Rob wrote on July 24th, 2006 at 9:06 AM PST:

I cannot agree at all to many points raised.

* Leadership
GNOME is more diverse than your average OSS project run by a “benevolent dictator”. E.g. The focus of python is much narrower and the Apache project has a bunch of completely independent subprojects so it’s not possible to compare leadership among those projects.

* Corporate Influence
A number of big and small companies are making their living with GNOME. Of course they have different key interests and there are discussions involved in coordinating the efforts and bigger picture. That just shows that GNOME is a healthy project.

* Fork
Interestingly the “Fork” advice usually comes from outside the project and I doubt people know what would be involved in forking GNOME. Look at the previous fork attempt by Ali, even though it was done by a GNOME developer and backed by many OSNews readers it failed. GNOME is too big to fork, what should be possible though is replacing subsystems and put a new “face” on GNOME. But the distros are already doing that …

Summary:
Many people (prominent OSNews editors among them) misunderstand the discussions on d-d-l. Developers are trying to reach a consensus and it involves emotions. Some issues cannot simply be solved by a dictator after a week of discussion or communicated to all gnome devs after a private meeting (as Thom suggested).


superstoned wrote on July 24th, 2006 at 11:38 AM PST:

Gnome could use something like the Workgroups KDE has installed. The Technical Workgroup, for example, has to decide on hard issues. It consists of several of the most respected core KDE developers, and only kicks in if the community seems to be unable to decide on something.


Ricardo Ramalho wrote on July 24th, 2006 at 12:06 PM PST:

Bindings, Religion, and many other nonsense…

Why, oh why don’t the Gnome people (or should we say *Nix people in general…), create something like OS X’s “/Library/Frameworks”? Well… That way, things that go out of the “Religion”, could be installed by those that are non-believers… and most probably we all would be happy.

And… please don’t tell me that anyone could do a shell-script that does exactly that ok? ;)

Sorry for the sarcasm, but i had a terrible weekend. Hope you got my message… :)

C ya. Nice blog. ;)


Ricardo Ramalho wrote on July 27th, 2006 at 9:16 AM PST:

Well… i’m kind of pragmatic here. And i will not be even a bit sarcastic here!

I’m a programmer for 6 years now. And if i want to create an application, i want to do it as fast as i can! Java ou C# accomplish this task quite well. Rapid Application Development. Something that some g33ks just don’t get.

And then, you get an OS/Desktop/whatever that’s created for… users!!! And what do they want? They want flashy “3D, corporate, silly, toy-like thingy”. That’s what they want! They don’t care about how things get done, in what manner, in what language. All they want is to get their things done, with all the bells and whistles.

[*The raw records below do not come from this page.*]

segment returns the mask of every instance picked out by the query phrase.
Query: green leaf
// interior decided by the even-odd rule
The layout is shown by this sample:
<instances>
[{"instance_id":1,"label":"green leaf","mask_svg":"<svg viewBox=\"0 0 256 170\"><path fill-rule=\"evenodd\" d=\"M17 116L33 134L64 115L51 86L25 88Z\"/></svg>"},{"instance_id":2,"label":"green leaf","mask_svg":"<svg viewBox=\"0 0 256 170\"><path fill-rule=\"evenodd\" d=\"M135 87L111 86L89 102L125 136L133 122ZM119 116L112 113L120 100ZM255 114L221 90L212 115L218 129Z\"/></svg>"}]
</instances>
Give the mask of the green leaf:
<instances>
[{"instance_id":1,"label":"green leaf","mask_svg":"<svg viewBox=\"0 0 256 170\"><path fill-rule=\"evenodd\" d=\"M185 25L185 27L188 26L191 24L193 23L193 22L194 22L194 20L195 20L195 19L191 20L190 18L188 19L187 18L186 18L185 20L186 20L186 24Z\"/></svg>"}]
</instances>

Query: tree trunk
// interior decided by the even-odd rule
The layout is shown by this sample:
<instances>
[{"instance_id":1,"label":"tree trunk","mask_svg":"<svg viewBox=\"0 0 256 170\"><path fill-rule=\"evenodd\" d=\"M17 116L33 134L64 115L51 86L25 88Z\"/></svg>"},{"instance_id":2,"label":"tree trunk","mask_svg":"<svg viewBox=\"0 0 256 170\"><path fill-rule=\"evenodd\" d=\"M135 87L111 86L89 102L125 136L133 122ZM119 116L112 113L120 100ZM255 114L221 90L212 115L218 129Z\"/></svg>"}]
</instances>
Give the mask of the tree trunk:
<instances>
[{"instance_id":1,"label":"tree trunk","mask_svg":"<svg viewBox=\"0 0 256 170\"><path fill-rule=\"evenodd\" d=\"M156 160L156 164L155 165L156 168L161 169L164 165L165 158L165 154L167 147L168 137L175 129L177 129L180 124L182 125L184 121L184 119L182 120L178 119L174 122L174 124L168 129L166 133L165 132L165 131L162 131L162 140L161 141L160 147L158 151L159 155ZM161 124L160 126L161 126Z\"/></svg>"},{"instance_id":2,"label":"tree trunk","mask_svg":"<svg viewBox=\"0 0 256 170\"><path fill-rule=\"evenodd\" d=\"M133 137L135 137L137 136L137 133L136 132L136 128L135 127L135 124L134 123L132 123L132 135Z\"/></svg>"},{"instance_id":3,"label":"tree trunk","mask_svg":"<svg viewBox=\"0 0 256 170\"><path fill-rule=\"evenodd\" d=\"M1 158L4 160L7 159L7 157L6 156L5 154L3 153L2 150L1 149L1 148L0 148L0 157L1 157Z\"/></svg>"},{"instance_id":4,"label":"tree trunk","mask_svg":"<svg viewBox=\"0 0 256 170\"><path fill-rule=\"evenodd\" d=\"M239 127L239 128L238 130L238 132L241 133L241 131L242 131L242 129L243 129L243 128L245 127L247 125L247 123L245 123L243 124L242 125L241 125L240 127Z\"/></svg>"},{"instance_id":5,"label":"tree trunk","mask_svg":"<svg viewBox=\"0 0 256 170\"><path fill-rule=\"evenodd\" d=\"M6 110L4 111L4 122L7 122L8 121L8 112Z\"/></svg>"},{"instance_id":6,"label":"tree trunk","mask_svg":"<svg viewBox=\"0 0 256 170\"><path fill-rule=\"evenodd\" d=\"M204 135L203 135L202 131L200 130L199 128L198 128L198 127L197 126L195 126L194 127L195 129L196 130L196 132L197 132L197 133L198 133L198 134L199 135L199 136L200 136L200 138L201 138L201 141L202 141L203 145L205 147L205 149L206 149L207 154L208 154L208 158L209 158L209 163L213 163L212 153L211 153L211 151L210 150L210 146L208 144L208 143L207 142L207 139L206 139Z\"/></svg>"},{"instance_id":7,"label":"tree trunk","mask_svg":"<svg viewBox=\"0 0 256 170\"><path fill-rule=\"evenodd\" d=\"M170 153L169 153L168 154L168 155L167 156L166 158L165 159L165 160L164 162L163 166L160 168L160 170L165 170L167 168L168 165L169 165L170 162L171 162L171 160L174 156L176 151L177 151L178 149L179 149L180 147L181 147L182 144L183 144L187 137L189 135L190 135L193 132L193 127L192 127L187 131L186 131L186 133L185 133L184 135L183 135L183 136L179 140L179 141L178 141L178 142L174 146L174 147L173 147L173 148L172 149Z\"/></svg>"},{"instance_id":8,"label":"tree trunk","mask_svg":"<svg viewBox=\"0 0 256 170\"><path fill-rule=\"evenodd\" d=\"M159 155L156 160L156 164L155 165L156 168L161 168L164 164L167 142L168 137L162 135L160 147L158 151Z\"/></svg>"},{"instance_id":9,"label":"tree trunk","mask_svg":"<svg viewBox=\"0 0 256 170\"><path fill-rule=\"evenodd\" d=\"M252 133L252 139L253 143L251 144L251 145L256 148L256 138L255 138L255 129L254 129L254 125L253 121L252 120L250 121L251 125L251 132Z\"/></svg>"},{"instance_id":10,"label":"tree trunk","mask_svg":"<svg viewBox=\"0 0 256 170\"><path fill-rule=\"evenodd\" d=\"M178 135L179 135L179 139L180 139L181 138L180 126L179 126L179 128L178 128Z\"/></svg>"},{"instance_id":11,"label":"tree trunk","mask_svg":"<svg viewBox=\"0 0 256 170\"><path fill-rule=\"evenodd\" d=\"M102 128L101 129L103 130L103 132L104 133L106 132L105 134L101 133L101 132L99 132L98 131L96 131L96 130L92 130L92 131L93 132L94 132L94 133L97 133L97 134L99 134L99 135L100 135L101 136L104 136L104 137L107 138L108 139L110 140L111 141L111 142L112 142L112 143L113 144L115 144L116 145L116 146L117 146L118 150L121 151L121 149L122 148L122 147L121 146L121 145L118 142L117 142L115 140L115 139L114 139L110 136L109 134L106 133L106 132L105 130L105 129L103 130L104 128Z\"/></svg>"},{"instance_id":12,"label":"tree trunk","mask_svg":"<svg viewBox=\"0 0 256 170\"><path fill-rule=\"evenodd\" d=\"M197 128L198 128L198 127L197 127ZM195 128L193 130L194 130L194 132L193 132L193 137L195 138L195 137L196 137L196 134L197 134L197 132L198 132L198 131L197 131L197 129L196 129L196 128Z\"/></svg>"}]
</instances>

Mono, in this case, is an opportunity for Gnome itself; they can grab some applications from Windows. Yeah, these apps come from the Windows world, they’re evil! And so, they taint Linux! Just like Picasa for Linux right? No… We need more “Picasa”’s, we need more “Wine”’s, and more “Mono”.

Forget the philosofical questions, for a change… Gnome needs it!


Dennis Heuer wrote on July 29th, 2006 at 4:53 AM PST:

Ricardo Ramalho wrote: We need more “Picasa”’s, we need more “Wine”’s, and more “Mono”. Forget the philosofical questions, for a change… Gnome needs it!

Sorry, aehmm, who is paying you for writing this ideological nonsense?

What the user needs depends on the user. Users are not uniform. The question is what users are wished for gnome. This will decide for the language. Because only similar thinking developers will go on developing gnome. They will choose for their most wished language. That’s what I was targeting at. The direction gnome goes decides for the language. If one first decides for a language, one also decides for the direction because every language attracts its own type of developers. You and your written doctrine are the best proof for what I’ve written about mono and ignorance. Thanks for that proof.